The annals seem to give him the title of king of Leinster by anticipation. Then in alliance with Faílbe Flann mac Áedo Duib (died 637), the king of Munster and Conall Guthbinn mac Suibni (died 635) of the Clann Cholmáin he defeated and slew Crimthann mac Áedo (died 633), the Uí Máil king of Leinster, at the Battle of Áth Goan in western Liffey. From this date he becomes king of Leinster. The Book of Leinster gives him a reign of 30 years and his death obit of 666 in the annals appears to be an interpolation based on the king lists. It is more probable that he died before 656 when Crundmáel Erbuilc mac Rónáin is called king of Leinster at his death obit.

==Church relations==

The traditions of Saint Kevin of Glendalough assert that Faelan was fostered by Kevin when rejected by his stepmother. Ui Dunlainge patronage of Glendalough kept this tradition alive. Faelans brother Áed Dub was abbot and bishop of Kildare and his nephew Óengus mac Áedo Find was also bishop of Kildare. The possession of Kildare by family members was important to his hold on power. One of his wives was Sárnat ingen Echach of the Fotharta Fea, a tribe with connections to Saint Brigid of Kildare.

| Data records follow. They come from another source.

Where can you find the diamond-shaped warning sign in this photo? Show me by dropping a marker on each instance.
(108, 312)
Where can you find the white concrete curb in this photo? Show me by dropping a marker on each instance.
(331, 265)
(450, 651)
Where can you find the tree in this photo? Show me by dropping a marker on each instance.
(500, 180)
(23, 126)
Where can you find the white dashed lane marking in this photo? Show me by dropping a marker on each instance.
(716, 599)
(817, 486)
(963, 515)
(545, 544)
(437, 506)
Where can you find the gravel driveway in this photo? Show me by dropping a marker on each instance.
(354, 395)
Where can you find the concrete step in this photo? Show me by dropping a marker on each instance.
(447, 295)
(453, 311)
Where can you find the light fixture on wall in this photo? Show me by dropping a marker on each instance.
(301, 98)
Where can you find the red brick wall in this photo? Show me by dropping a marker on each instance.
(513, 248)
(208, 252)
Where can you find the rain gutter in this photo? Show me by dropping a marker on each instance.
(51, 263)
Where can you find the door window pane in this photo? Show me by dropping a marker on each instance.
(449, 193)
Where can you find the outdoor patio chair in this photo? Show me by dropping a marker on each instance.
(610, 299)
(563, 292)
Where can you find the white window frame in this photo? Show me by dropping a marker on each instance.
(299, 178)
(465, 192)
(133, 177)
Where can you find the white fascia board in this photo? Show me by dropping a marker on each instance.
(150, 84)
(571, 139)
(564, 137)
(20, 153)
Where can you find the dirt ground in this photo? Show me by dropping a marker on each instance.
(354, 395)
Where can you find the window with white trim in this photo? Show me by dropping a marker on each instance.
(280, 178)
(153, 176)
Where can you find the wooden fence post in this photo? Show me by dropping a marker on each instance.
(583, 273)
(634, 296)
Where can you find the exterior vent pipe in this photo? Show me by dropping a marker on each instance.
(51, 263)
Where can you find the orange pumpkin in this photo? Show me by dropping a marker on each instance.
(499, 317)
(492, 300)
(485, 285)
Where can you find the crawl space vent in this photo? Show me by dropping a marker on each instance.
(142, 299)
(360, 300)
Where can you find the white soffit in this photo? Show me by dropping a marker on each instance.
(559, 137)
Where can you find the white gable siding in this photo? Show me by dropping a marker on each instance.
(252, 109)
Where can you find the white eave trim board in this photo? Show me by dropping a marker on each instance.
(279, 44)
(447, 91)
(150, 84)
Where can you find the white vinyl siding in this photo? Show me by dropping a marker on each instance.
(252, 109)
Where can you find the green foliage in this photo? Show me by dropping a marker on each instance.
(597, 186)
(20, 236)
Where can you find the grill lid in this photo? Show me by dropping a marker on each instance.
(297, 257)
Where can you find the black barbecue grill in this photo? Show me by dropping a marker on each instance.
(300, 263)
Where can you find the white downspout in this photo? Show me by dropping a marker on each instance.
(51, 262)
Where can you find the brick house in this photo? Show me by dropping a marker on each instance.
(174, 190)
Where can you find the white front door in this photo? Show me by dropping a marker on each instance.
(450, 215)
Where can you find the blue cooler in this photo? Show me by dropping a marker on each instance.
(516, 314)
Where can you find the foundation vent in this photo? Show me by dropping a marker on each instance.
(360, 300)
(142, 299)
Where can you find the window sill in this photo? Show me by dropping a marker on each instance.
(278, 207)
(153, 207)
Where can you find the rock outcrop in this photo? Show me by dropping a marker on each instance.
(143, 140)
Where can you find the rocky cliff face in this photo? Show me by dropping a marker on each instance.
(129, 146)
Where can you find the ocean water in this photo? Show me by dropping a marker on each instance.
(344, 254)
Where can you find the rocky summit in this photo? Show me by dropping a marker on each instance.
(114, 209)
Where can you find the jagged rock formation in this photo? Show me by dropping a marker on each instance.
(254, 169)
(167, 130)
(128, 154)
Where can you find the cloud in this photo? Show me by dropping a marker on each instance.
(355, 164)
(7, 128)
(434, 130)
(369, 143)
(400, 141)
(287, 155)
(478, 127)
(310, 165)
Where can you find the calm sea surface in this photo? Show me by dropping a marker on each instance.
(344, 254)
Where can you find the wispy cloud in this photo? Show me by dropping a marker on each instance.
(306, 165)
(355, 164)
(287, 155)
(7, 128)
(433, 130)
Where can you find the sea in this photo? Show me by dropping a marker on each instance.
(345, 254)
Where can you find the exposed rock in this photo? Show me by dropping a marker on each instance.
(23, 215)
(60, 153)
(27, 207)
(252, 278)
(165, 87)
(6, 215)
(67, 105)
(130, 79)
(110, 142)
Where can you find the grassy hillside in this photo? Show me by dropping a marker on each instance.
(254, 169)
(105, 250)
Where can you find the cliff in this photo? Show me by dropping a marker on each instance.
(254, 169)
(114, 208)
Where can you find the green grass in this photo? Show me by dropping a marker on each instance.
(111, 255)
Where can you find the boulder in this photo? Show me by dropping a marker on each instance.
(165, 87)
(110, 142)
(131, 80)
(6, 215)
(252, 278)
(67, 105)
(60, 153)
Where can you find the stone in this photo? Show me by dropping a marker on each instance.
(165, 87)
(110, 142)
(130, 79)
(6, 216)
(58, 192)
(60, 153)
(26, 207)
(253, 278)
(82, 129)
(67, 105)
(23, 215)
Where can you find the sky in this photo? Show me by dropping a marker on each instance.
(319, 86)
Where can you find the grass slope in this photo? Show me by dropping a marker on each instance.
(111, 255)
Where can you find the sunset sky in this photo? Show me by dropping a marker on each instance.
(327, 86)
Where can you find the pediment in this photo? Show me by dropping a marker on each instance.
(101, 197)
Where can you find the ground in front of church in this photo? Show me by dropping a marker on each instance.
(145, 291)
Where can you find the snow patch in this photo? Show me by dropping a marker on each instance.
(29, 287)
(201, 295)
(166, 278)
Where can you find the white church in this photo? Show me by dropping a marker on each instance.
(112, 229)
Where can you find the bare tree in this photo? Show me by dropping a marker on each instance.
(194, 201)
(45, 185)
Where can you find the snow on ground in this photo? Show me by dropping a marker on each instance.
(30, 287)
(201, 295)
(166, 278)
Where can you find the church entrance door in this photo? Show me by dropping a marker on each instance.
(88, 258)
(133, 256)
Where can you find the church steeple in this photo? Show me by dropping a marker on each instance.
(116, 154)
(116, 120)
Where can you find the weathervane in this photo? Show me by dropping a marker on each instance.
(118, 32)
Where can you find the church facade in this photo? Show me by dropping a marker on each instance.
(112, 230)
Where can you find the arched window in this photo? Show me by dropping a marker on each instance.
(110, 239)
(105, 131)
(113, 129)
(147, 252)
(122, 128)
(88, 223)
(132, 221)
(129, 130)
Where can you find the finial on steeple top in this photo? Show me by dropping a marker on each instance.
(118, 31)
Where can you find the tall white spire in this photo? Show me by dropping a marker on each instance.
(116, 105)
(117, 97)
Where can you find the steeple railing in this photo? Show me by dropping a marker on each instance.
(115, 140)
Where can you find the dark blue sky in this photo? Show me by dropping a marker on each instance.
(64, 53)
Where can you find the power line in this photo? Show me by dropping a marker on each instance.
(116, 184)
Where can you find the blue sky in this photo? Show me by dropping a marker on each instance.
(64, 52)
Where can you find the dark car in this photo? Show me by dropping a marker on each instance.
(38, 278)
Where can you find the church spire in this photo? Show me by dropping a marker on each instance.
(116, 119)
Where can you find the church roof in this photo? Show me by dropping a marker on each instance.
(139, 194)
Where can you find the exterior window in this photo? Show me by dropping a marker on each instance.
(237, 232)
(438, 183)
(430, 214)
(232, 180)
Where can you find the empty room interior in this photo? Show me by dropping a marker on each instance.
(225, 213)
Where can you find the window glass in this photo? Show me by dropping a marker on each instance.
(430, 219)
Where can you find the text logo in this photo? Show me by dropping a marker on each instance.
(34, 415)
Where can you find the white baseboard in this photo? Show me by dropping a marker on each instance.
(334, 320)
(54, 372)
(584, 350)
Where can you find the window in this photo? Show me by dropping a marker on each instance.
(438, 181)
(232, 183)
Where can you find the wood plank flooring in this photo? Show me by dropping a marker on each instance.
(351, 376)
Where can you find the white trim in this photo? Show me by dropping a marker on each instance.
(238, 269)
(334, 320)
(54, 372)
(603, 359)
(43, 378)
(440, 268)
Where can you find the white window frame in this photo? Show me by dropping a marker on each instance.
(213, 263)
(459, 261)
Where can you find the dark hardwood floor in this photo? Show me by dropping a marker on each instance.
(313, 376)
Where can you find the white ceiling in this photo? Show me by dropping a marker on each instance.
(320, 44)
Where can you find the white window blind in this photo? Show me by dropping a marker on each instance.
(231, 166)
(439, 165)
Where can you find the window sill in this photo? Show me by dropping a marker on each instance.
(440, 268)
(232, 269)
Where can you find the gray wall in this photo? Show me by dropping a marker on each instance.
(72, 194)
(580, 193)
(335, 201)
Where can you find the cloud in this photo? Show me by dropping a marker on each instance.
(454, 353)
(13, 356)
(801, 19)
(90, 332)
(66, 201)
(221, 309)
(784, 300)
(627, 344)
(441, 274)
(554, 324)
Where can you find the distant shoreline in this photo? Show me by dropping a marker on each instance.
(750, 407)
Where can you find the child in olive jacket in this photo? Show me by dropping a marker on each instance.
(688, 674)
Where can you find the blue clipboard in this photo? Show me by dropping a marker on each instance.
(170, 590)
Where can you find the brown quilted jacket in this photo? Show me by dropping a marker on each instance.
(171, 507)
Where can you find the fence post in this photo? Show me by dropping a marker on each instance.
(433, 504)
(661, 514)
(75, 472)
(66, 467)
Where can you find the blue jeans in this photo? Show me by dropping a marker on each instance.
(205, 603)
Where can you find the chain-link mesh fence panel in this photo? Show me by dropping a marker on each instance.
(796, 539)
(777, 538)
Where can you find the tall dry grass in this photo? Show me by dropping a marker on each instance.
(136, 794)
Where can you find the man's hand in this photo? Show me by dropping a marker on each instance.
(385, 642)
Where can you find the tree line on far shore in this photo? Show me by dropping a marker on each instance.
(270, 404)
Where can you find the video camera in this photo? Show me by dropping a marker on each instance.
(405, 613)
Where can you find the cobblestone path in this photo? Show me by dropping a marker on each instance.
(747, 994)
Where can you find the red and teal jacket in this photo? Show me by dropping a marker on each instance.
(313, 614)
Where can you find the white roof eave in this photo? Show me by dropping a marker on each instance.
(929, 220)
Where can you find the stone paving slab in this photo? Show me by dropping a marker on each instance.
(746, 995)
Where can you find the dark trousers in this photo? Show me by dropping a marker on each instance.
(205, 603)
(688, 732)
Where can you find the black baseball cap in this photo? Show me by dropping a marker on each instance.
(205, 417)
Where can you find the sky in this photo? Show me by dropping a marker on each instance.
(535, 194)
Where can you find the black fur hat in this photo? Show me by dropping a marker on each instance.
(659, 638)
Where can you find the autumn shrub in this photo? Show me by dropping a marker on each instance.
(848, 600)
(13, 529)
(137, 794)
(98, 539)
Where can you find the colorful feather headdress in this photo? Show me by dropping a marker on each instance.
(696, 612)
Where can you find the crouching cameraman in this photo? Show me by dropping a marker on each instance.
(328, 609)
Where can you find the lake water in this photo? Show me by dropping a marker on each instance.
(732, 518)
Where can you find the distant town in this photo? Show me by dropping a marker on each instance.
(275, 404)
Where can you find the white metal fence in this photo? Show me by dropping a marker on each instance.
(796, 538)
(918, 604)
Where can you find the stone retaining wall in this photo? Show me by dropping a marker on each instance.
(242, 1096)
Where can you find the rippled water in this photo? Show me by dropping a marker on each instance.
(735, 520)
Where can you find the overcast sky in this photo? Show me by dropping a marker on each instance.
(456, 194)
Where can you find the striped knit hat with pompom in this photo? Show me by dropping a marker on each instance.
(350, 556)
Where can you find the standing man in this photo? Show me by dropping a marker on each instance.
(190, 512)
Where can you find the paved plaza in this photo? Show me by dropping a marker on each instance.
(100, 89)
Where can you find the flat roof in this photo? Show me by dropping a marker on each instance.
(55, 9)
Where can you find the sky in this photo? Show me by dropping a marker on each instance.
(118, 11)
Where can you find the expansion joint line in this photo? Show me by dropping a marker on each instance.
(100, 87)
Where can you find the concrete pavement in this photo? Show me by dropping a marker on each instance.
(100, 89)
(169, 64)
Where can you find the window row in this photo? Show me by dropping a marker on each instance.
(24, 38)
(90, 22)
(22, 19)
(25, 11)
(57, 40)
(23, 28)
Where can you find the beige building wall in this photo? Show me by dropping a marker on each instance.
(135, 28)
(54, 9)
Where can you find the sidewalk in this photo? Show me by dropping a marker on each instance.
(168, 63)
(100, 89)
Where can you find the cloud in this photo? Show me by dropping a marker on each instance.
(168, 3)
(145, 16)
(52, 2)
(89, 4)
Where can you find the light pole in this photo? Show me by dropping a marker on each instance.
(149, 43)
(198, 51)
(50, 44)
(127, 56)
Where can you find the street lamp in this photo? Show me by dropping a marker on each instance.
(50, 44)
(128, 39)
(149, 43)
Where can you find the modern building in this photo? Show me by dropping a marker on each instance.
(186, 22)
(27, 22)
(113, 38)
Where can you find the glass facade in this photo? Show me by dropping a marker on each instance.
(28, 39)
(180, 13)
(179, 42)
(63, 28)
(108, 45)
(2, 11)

==Relations with the Uí Néill==

The rise of the Ui Dunlainge to power appears to have been assisted by the Clann Cholmain who were looking to neutralize the border situation with the Ui Failgi so as to carry out their rivalry with the Síl nÁedo Sláine. One of his wives was Uasal ingen Suibni (died 643), sister of Conall mac Suibni who had assisted him at Ath Goan.

The Irish saga Bóroma ("The Cattle Tribute") claims that the high king Sechnassach mac Blathmaic(died 671) of the Síl nÁedo Sláine led a large army to claim the cattle tribute from Laigin but was defeated by Faelan mac Colmain but this doesn't fit chronologically with Faelan's reign.

==Family==

His son by Sarnat was Conall mac Fáelán, who was father, by Conandil ingen Crundmáel of the Ui Dunlainge, of Bran Mut mac Conaill (died 693), a king of Leinster.